BACO International 2018 has some truly astonishing speakers, but perhaps none more astonishing than Hugh Montgomery. His friend and colleague David Howard chatted with him about some of his diverse interests.
Prof Hugh Montgomery.
Prof Hugh Montgomery will be giving the first of the keynote lectures at BACO 2018 with the fascinating title of ‘Lessons learnt for medicine and science from research in extreme environments’. Hugh is absolutely qualified to present this topic as his enormous research output covering the environment, extreme altitude, sport, exercise and health clearly shows. In addition he has had no less than 80 affiliations and appointments related to these topics, notably being a Fellow of the Royal Geographical Society and a member of their Medical Cell and Expert Advisory Panel. He is a research director of the Xtreme-Everest Medical Research Team and Senior Co-Editor of the journal, Extreme Physiology. He also founded the UCL MSc course in Climate Change and Health. Those of you who have heard his many contributions on radio and television (notably Desert Island Discs in 2014, the height of fame!) will know about his ultrathon running, mountaineering, naked sky diving (for charity!) and diving achievements. He was intimately involved with the raising of the Mary Rose and holds the world underwater record for piano playing!
I asked Hugh about the people and circumstances which have brought him to this point in his illustrious career but typical of Hugh we began our interview discussing the merits of Grumpy Mule coffee! Hugh grew up in Devon and has fond memories of his childhood. He clearly remembers going to the hospital with his father on numerous occasions, even as a very young child. His father was a consultant paediatrician who essentially was on call all the time (a one-in-one rota) throughout Hugh’s early childhood. If Hugh’s mother was busy, then the children went with Dad to the hospital. His father clearly was an inspiration to Hugh in many ways, not least of all in having a very strong work ethic and definite principles with regard to his patients and life in general.
Hugh clearly learnt these lessons in full and has had a glittering career with a huge list of prizes gained at school (Plymouth College), Middlesex Medical School, and during his postgraduate training. The awards cover not only his clinical excellence but his renowned research efforts and continue to this day. His CV would make a book! For those of us who know him well, he’s one of the great polymaths of his generation with a huge interest in a great width of things, both within and outside of medicine.

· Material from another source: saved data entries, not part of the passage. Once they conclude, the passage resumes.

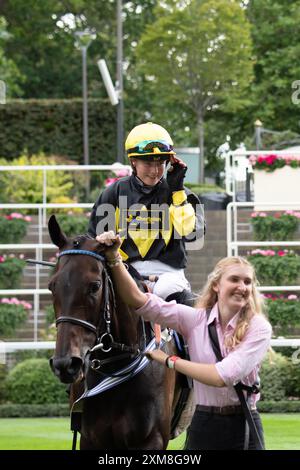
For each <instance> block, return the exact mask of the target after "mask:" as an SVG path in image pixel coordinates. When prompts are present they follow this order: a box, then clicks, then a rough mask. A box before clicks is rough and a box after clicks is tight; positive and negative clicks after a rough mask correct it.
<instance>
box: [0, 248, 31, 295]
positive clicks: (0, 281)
mask: <svg viewBox="0 0 300 470" xmlns="http://www.w3.org/2000/svg"><path fill="white" fill-rule="evenodd" d="M25 265H26V263H25V261H24V255H19V258H17V257H16V256H15V255H13V254H11V255H9V256H7V255H3V256H0V289H18V288H19V287H20V282H21V278H22V273H23V269H24V267H25Z"/></svg>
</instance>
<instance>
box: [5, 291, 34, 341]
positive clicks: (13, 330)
mask: <svg viewBox="0 0 300 470" xmlns="http://www.w3.org/2000/svg"><path fill="white" fill-rule="evenodd" d="M31 308H32V305H31V304H30V303H28V302H25V301H24V300H18V299H16V298H15V297H12V298H2V299H1V300H0V336H1V337H2V338H3V337H6V336H10V335H11V334H12V333H14V331H15V330H16V328H18V327H20V326H21V325H22V324H23V323H24V322H25V320H26V318H27V316H28V312H29V310H30V309H31Z"/></svg>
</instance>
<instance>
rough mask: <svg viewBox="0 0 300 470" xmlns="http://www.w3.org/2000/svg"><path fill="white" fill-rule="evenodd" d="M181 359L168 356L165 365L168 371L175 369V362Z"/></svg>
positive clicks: (179, 358)
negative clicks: (169, 370)
mask: <svg viewBox="0 0 300 470" xmlns="http://www.w3.org/2000/svg"><path fill="white" fill-rule="evenodd" d="M178 359H180V357H178V356H168V357H167V359H166V360H165V364H166V366H167V368H168V369H175V362H176V361H177V360H178Z"/></svg>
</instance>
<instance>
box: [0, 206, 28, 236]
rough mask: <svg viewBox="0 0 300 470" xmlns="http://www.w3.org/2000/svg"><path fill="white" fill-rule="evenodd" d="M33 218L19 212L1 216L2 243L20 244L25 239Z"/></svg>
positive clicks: (0, 216)
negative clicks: (27, 226)
mask: <svg viewBox="0 0 300 470" xmlns="http://www.w3.org/2000/svg"><path fill="white" fill-rule="evenodd" d="M30 221H31V217H30V216H28V215H26V216H24V215H23V214H20V213H19V212H12V213H11V214H9V215H0V243H3V244H5V243H19V242H20V241H21V240H22V238H24V237H25V235H26V231H27V226H28V222H30Z"/></svg>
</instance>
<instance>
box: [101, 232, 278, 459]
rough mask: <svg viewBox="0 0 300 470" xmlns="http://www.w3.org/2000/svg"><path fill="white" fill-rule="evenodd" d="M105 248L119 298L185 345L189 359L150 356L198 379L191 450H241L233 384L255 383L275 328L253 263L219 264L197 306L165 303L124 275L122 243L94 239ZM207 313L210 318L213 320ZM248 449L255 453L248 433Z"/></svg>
mask: <svg viewBox="0 0 300 470" xmlns="http://www.w3.org/2000/svg"><path fill="white" fill-rule="evenodd" d="M97 240H98V241H99V242H100V243H102V244H104V245H105V246H106V248H105V254H106V258H107V262H108V266H109V267H110V268H111V273H112V276H113V279H114V281H115V283H116V284H117V285H118V292H119V293H120V295H121V297H122V298H123V300H124V301H126V303H127V304H128V305H129V306H131V307H132V308H134V309H135V310H136V313H137V314H139V315H142V316H143V318H144V319H146V320H151V321H153V322H155V323H163V324H164V325H167V326H169V327H171V328H173V329H175V330H176V331H178V332H179V333H181V334H182V335H183V336H184V337H185V338H186V340H187V343H188V346H189V352H190V357H191V361H187V360H184V359H181V358H178V357H177V356H172V357H168V356H167V355H166V354H165V353H164V351H162V350H154V351H152V352H151V353H149V356H150V357H151V359H153V360H156V361H158V362H160V363H161V364H162V366H163V367H166V366H167V367H169V368H173V369H176V371H178V372H180V373H182V374H185V375H187V376H189V377H191V378H192V379H193V380H194V396H195V400H196V405H197V406H196V410H195V414H194V416H193V419H192V422H191V425H190V428H189V431H188V434H187V442H186V448H187V449H194V450H242V449H243V448H244V442H245V417H244V414H243V411H242V407H241V405H240V402H239V399H238V396H237V394H236V391H235V389H234V385H235V384H236V383H238V382H240V381H242V382H243V384H246V385H250V386H251V385H253V384H254V383H255V382H256V381H257V379H258V370H259V366H260V363H261V361H262V359H263V357H264V355H265V353H266V351H267V349H268V348H269V346H270V339H271V325H270V324H269V322H268V321H267V320H266V318H265V316H264V315H263V313H262V303H261V299H260V296H259V293H258V291H257V287H256V282H257V281H256V276H255V272H254V268H253V267H252V265H251V264H250V263H249V262H248V261H247V260H246V259H244V258H241V257H229V258H224V259H222V260H221V261H219V262H218V263H217V265H216V267H215V269H214V270H213V272H212V273H211V274H210V276H209V278H208V281H207V284H206V286H205V288H204V290H203V293H202V295H201V296H200V300H199V301H198V303H197V305H196V306H195V308H192V307H188V306H185V305H181V304H176V303H175V302H174V301H173V302H170V303H169V302H166V301H164V300H162V299H161V298H159V297H157V296H156V295H154V294H144V293H142V292H141V291H140V290H139V289H138V288H137V286H136V284H135V282H134V281H133V280H132V278H131V277H130V275H129V274H128V273H127V270H126V268H125V266H124V265H123V263H122V259H121V256H120V255H119V253H118V248H119V246H120V238H119V236H118V235H115V234H114V233H113V232H106V233H103V234H102V235H100V236H98V237H97ZM208 313H209V315H208ZM213 322H214V323H215V327H216V330H215V331H216V333H217V337H218V342H219V346H220V351H221V355H222V357H223V358H222V360H219V361H217V359H216V355H215V353H214V350H213V348H212V344H211V340H210V338H209V333H208V327H209V325H210V324H212V323H213ZM258 399H259V394H251V395H250V396H249V400H248V401H249V406H250V409H251V415H252V418H253V420H254V422H255V425H256V429H257V432H258V435H259V437H260V440H261V442H262V443H263V442H264V438H263V429H262V425H261V420H260V416H259V413H258V411H257V409H256V404H257V401H258ZM248 448H249V449H258V448H259V447H257V444H256V443H255V441H254V439H253V435H252V434H250V441H249V446H248Z"/></svg>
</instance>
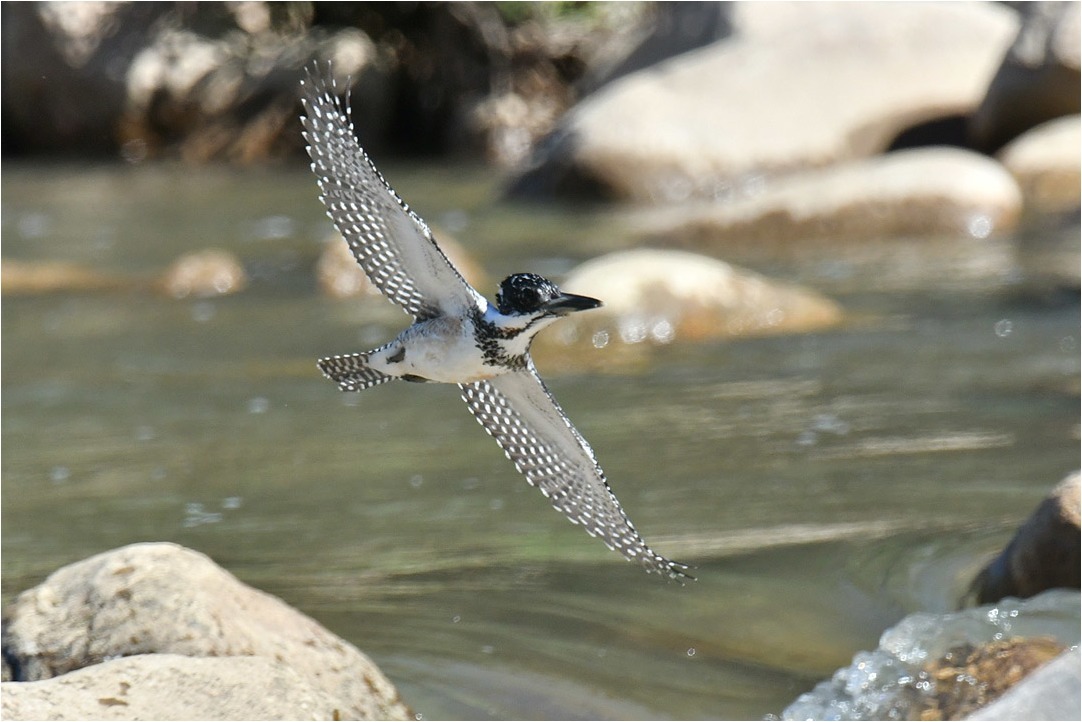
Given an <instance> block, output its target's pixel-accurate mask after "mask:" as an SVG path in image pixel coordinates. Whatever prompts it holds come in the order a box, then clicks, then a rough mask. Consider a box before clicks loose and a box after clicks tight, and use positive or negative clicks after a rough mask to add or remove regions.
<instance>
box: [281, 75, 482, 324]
mask: <svg viewBox="0 0 1082 722" xmlns="http://www.w3.org/2000/svg"><path fill="white" fill-rule="evenodd" d="M301 83H302V86H303V88H304V96H303V99H302V102H303V103H304V113H305V114H304V116H302V117H301V122H302V123H303V126H304V139H305V141H306V142H307V144H308V145H307V149H308V156H309V157H311V158H312V170H313V172H314V173H315V174H316V178H317V179H318V181H319V189H320V196H319V198H320V200H322V202H324V205H325V206H327V214H328V215H329V216H330V218H331V220H332V221H333V222H334V227H335V228H338V231H339V233H341V234H342V236H343V237H344V238H345V240H346V242H347V244H348V245H349V250H351V251H353V254H354V258H356V259H357V263H358V264H360V267H361V268H364V271H365V274H366V275H367V276H368V278H369V279H370V280H371V281H372V284H373V285H374V286H375V287H377V288H378V289H380V292H381V293H383V294H384V296H386V297H387V298H388V299H391V300H392V301H393V302H395V303H396V304H398V305H399V306H401V307H403V309H404V310H405V311H406V312H407V313H409V314H411V315H412V316H413V317H414V318H417V319H418V320H424V319H427V318H432V317H434V316H437V315H440V314H446V315H460V314H462V313H464V312H465V311H466V310H469V309H470V307H472V306H477V307H480V309H481V310H484V309H485V307H486V305H487V301H486V300H485V299H484V297H481V296H480V294H479V293H478V292H477V291H476V290H474V288H473V287H471V286H470V284H467V283H466V281H465V279H464V278H463V277H462V274H460V273H459V272H458V270H457V268H456V267H454V266H453V265H452V264H451V262H450V261H449V260H448V258H447V257H446V255H445V254H444V252H443V251H441V250H440V249H439V247H438V246H437V245H436V241H435V239H434V238H433V236H432V231H430V229H428V226H427V225H426V224H425V222H424V221H423V220H421V216H419V215H418V214H417V213H414V212H413V211H412V210H410V208H409V206H408V205H407V204H406V202H405V201H404V200H403V199H401V198H400V197H399V196H398V194H397V193H395V191H394V189H393V188H392V187H391V186H390V185H388V184H387V182H386V181H385V180H384V179H383V175H382V174H381V173H380V171H379V170H378V169H377V168H375V166H374V163H372V160H371V159H370V158H369V157H368V155H367V154H366V153H365V150H364V149H362V148H361V147H360V144H359V143H357V139H356V137H355V136H354V131H353V123H352V121H351V120H349V100H348V95H346V96H345V97H344V99H340V97H338V94H337V89H335V88H334V84H333V82H328V81H327V80H325V79H324V77H322V75H321V74H320V73H319V69H318V66H313V67H312V68H309V69H308V77H307V79H306V80H302V81H301Z"/></svg>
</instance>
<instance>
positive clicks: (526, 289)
mask: <svg viewBox="0 0 1082 722" xmlns="http://www.w3.org/2000/svg"><path fill="white" fill-rule="evenodd" d="M496 303H497V306H498V307H499V310H500V313H501V314H503V315H505V316H566V315H567V314H570V313H573V312H576V311H589V310H590V309H597V307H598V306H601V305H602V302H601V301H598V300H597V299H592V298H590V297H589V296H576V294H575V293H564V292H563V291H560V290H559V288H557V287H556V284H554V283H552V281H551V280H547V279H546V278H542V277H541V276H539V275H537V274H533V273H516V274H513V275H511V276H507V277H506V278H504V279H503V281H502V283H501V284H500V290H499V291H498V292H497V294H496Z"/></svg>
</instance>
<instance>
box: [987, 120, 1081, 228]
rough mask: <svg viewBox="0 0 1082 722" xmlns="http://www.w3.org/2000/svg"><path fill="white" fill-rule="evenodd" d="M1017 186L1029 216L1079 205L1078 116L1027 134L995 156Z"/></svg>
mask: <svg viewBox="0 0 1082 722" xmlns="http://www.w3.org/2000/svg"><path fill="white" fill-rule="evenodd" d="M998 157H999V159H1000V161H1001V162H1002V163H1003V166H1004V167H1005V168H1006V169H1007V170H1008V171H1010V172H1011V174H1012V175H1014V176H1015V180H1017V181H1018V185H1019V186H1021V192H1022V197H1024V198H1025V207H1026V211H1027V212H1029V213H1056V212H1071V213H1072V214H1073V215H1076V216H1077V215H1078V208H1079V204H1080V202H1082V116H1077V115H1073V116H1064V117H1063V118H1056V119H1055V120H1050V121H1047V122H1045V123H1042V124H1040V126H1038V127H1037V128H1033V129H1032V130H1029V131H1027V132H1025V133H1022V134H1021V135H1019V136H1018V137H1016V139H1015V140H1014V141H1012V142H1011V143H1008V144H1007V145H1006V146H1004V148H1003V149H1002V150H1000V153H999V154H998Z"/></svg>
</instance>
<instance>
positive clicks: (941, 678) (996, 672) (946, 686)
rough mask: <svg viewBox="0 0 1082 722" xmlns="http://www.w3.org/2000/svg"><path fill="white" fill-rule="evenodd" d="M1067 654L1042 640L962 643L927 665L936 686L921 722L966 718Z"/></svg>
mask: <svg viewBox="0 0 1082 722" xmlns="http://www.w3.org/2000/svg"><path fill="white" fill-rule="evenodd" d="M1063 651H1064V645H1063V644H1060V643H1058V642H1057V641H1056V640H1054V639H1051V638H1046V636H1038V638H1031V639H1024V638H1013V639H1010V640H994V641H992V642H987V643H985V644H980V645H972V644H966V645H961V646H958V647H954V648H952V649H949V651H948V652H947V654H945V655H944V656H942V657H940V658H938V659H936V660H934V661H932V662H929V664H927V665H925V667H924V670H923V671H924V674H925V677H926V679H928V681H929V682H931V684H932V685H933V688H932V691H931V692H932V695H931V698H927V697H926V698H925V704H924V706H923V709H921V710H920V717H919V719H921V720H961V719H964V718H965V717H967V716H968V714H971V713H973V712H975V711H977V710H978V709H980V708H981V707H985V706H986V705H988V704H989V703H991V701H993V700H995V699H999V698H1000V697H1002V696H1003V694H1004V693H1005V692H1006V691H1007V690H1010V688H1011V687H1013V686H1015V685H1016V684H1018V683H1019V682H1021V681H1022V680H1024V679H1026V678H1027V677H1028V675H1029V674H1030V673H1032V672H1033V671H1034V670H1035V669H1038V668H1039V667H1042V666H1044V665H1046V664H1047V662H1048V661H1051V660H1052V659H1054V658H1055V657H1057V656H1058V655H1059V654H1060V653H1061V652H1063Z"/></svg>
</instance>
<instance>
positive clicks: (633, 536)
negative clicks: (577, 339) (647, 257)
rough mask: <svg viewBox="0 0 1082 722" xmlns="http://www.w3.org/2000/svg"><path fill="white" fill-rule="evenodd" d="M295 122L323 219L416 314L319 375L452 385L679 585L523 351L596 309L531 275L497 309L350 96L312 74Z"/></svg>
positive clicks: (553, 496) (615, 530)
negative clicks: (333, 226)
mask: <svg viewBox="0 0 1082 722" xmlns="http://www.w3.org/2000/svg"><path fill="white" fill-rule="evenodd" d="M302 84H303V86H304V88H305V93H304V99H303V100H304V106H305V116H304V117H303V118H302V122H303V123H304V129H305V133H304V135H305V140H306V141H307V143H308V154H309V156H311V157H312V169H313V171H314V172H315V173H316V178H317V179H318V181H319V187H320V191H321V195H320V198H321V200H322V201H324V204H325V205H326V206H327V209H328V215H330V218H331V220H332V221H333V222H334V225H335V227H337V228H338V229H339V232H340V233H341V234H342V235H343V237H344V238H345V239H346V241H347V242H348V245H349V248H351V250H352V251H353V253H354V257H355V258H356V259H357V262H358V263H359V264H360V266H361V268H364V271H365V273H366V274H367V275H368V277H369V279H370V280H371V281H372V284H373V285H374V286H375V287H377V288H379V289H380V291H381V292H382V293H383V294H384V296H386V297H387V298H388V299H391V300H392V301H393V302H395V303H397V304H398V305H399V306H401V307H403V309H404V310H405V311H406V312H407V313H409V314H410V315H412V316H413V318H414V323H413V325H412V326H410V327H408V328H407V329H406V330H404V331H403V332H401V333H399V334H398V337H397V338H395V339H394V340H393V341H391V342H390V343H387V344H385V345H383V346H380V347H379V349H374V350H372V351H369V352H366V353H357V354H347V355H342V356H330V357H327V358H322V359H320V362H319V368H320V369H321V370H322V371H324V373H325V375H326V376H327V377H328V378H330V379H332V380H333V381H335V382H337V383H338V384H339V388H341V389H342V390H343V391H361V390H365V389H368V388H370V386H374V385H377V384H380V383H384V382H387V381H392V380H395V379H403V380H406V381H433V382H441V383H457V384H459V386H460V388H461V390H462V398H463V401H465V403H466V406H467V407H469V408H470V410H471V412H472V413H473V415H474V417H475V418H476V419H477V421H478V422H479V423H480V424H481V425H483V426H484V428H485V430H486V431H487V432H488V433H489V434H490V435H491V436H493V437H494V438H496V441H497V443H498V444H499V445H500V447H501V448H502V449H503V450H504V454H505V455H506V456H507V458H509V459H511V461H512V462H513V463H514V464H515V468H516V469H517V470H518V471H519V472H520V473H522V474H524V475H525V476H526V480H527V481H528V482H529V483H530V484H532V485H535V486H538V487H539V488H540V489H541V491H542V494H544V496H546V497H547V498H549V499H550V501H551V502H552V504H553V506H554V507H555V508H556V509H558V510H560V511H562V512H564V513H565V514H566V515H567V517H568V518H569V520H570V521H571V522H573V523H576V524H581V525H583V527H584V528H585V529H586V531H588V533H590V534H591V535H592V536H597V537H599V538H601V539H602V540H603V541H604V542H605V543H606V544H608V546H609V548H611V549H615V550H616V551H619V552H620V553H621V554H623V555H624V556H626V557H628V559H629V560H633V561H637V562H639V563H641V564H642V565H643V566H644V567H645V568H646V569H647V570H648V572H657V573H660V574H664V575H667V576H670V577H673V578H684V577H687V576H688V575H687V574H686V573H685V569H686V568H687V567H686V566H685V565H683V564H679V563H676V562H672V561H670V560H668V559H665V557H663V556H661V555H660V554H658V553H656V552H655V551H654V550H652V549H650V548H649V547H648V546H647V544H646V542H645V541H644V540H643V538H642V537H641V536H639V534H638V531H636V530H635V527H634V526H633V525H632V524H631V521H630V520H629V518H628V516H626V514H624V512H623V510H622V509H621V507H620V502H619V501H618V500H617V498H616V496H615V495H613V494H612V491H611V489H610V488H609V486H608V483H607V481H606V480H605V475H604V473H603V472H602V470H601V467H599V465H598V464H597V461H596V459H595V458H594V452H593V449H591V448H590V445H589V444H588V443H586V441H585V439H584V438H583V437H582V435H581V434H579V432H578V431H577V430H576V429H575V426H573V425H572V424H571V422H570V420H568V418H567V416H566V415H565V413H564V411H563V409H560V408H559V405H558V404H557V403H556V401H555V398H553V396H552V394H551V393H550V392H549V390H547V389H546V388H545V385H544V382H543V381H542V380H541V377H540V376H538V372H537V369H536V368H535V366H533V362H532V359H531V358H530V355H529V347H530V342H531V341H532V339H533V337H535V336H536V334H537V332H538V331H540V330H541V329H542V328H544V327H546V326H549V325H550V324H552V323H553V321H555V320H556V319H558V318H559V317H562V316H565V315H567V314H570V313H575V312H579V311H586V310H590V309H596V307H597V306H599V305H601V301H597V300H595V299H591V298H588V297H583V296H573V294H570V293H564V292H562V291H560V290H559V289H558V288H557V287H556V286H555V285H554V284H552V283H551V281H549V280H546V279H544V278H542V277H540V276H537V275H535V274H515V275H512V276H509V277H507V278H505V279H504V280H503V283H501V285H500V289H499V293H498V294H497V303H496V304H492V303H490V302H489V301H488V300H486V299H485V297H483V296H481V294H480V293H478V292H477V291H476V290H474V288H473V287H471V286H470V285H469V284H467V283H466V281H465V280H464V279H463V278H462V276H461V275H460V274H459V272H458V271H457V270H456V268H454V266H453V265H451V263H450V261H448V260H447V257H446V255H445V254H444V253H443V251H441V250H440V249H439V247H438V246H437V245H436V242H435V240H434V239H433V237H432V233H431V232H430V231H428V227H427V225H425V223H424V221H422V220H421V219H420V216H418V215H417V214H415V213H413V212H412V211H411V210H410V209H409V207H408V206H407V205H406V204H405V201H403V200H401V198H400V197H399V196H398V194H396V193H395V192H394V191H393V189H392V188H391V186H390V185H387V183H386V181H384V179H383V176H382V174H380V172H379V171H378V170H377V169H375V166H374V165H373V163H372V161H371V160H370V159H369V158H368V156H367V155H366V154H365V152H364V150H362V149H361V148H360V146H359V145H358V143H357V141H356V139H355V137H354V135H353V126H352V123H351V122H349V120H348V100H346V101H345V102H340V101H339V100H338V99H337V94H335V92H334V88H333V86H331V87H328V84H327V83H326V82H325V81H322V80H321V79H320V78H319V76H318V73H309V75H308V79H307V81H302Z"/></svg>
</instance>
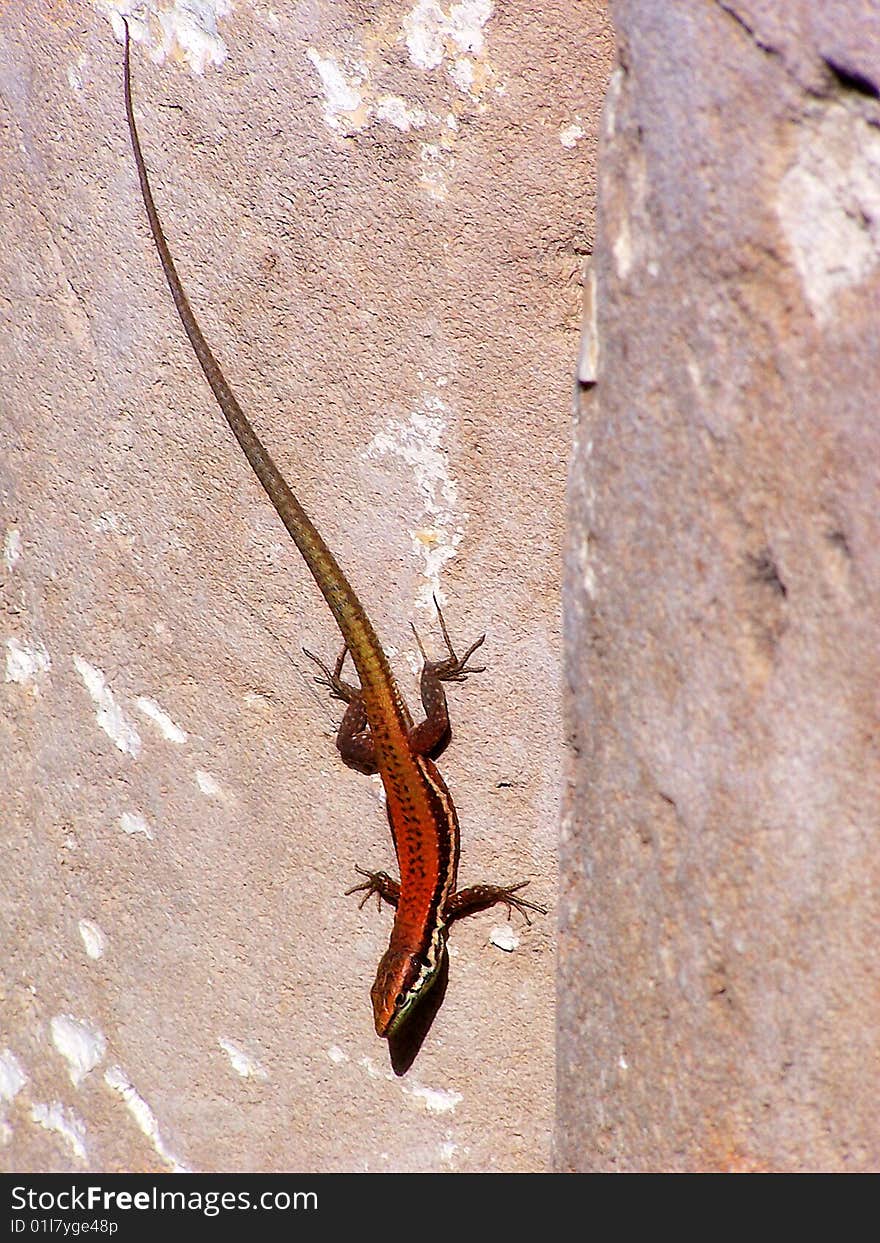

We then discussed what motivated him towards a career in intensive care medicine. His initial stimulation was from his biology master at school, Mr Clifton, who had a particular interest in physiology which he taught preferentially to the A-level biology students rather than the botanical aspects of the curriculum! In his usual disarming manner Hugh described choosing Middlesex Medical School because when he went there for interview he noticed that they took an exceptional amount of time off to undertake the Christmas show each year and somebody kindly bought him a beer in the bar. Excellent solid academic reasons for choosing a medical school! He was however, fortunate to be taught physiology by the brilliant Eric Neil and undertook one of the early intercollated BScs in Physiology, gaining a First Class honours, of course!
“The way that Hugh encourages young doctors to follow what they are interested in, rather than any particular career pathway is extremely refreshing.”
Hugh’s interest in cardiovascular and respiratory physiology proved subsequently to be very useful when working as a house doctor for the famous Middlesex Hospital cardiologist, Howard Swanson. Hugh remembers being particularly adept at the diagnosis of heart murmurs (something which the mere mortals amongst us found difficult).
He was thinking of a career in cardiology but his subsequent rotation at the Hammersmith Hospital involved time in intensive care and further mentors like Colin Dollery (Hammersmith) and Ron Bradley at St Thomas’s provided the impetus for a career in intensive care.
I asked him what particular attribute had made him into the extremely competent and well-known senior academic that he is today. Interestingly Hugh felt that his most useful attribute is also the one for which he is so often criticised – and that is that he is rarely focused on one subject at a time being interested in a great many things simultaneously, both in research and clinical medicine. In these days of big projects and big project grants, his interest in many things is not always felt to be the way to go. On the other hand the tremendous variety of projects that he has engaged himself and his scientific and junior doctor colleagues with has been greatly to their benefit. Certainly his work with the Xtreme Everest medical team is a wonderful example of this and something which I’ve no doubt he will cover in his lecture.
Knowing Hugh, as I do, I asked him about his managerial and administration roles. We both laughed considerably when he was describing his lack of administrative and managerial skills in the conventional sense, but I know that his great enthusiasm is hugely appreciated by the members of his team and he is highly organised when it comes to research and clinical matters. His curiosity is a great driving force for our research. The way that Hugh encourages young doctors to follow what they are interested in, rather than any particular career pathway is extremely refreshing.
I asked him if there are any key lessons that he had learnt and would advise young doctors to follow. He quickly replied that it was important to avoid negative people like the plague! I was not surprised to hear this because Hugh’s entire attitude is one of ‘can do’ and this clearly has made him the tremendous doctor, researcher and scientist that he is.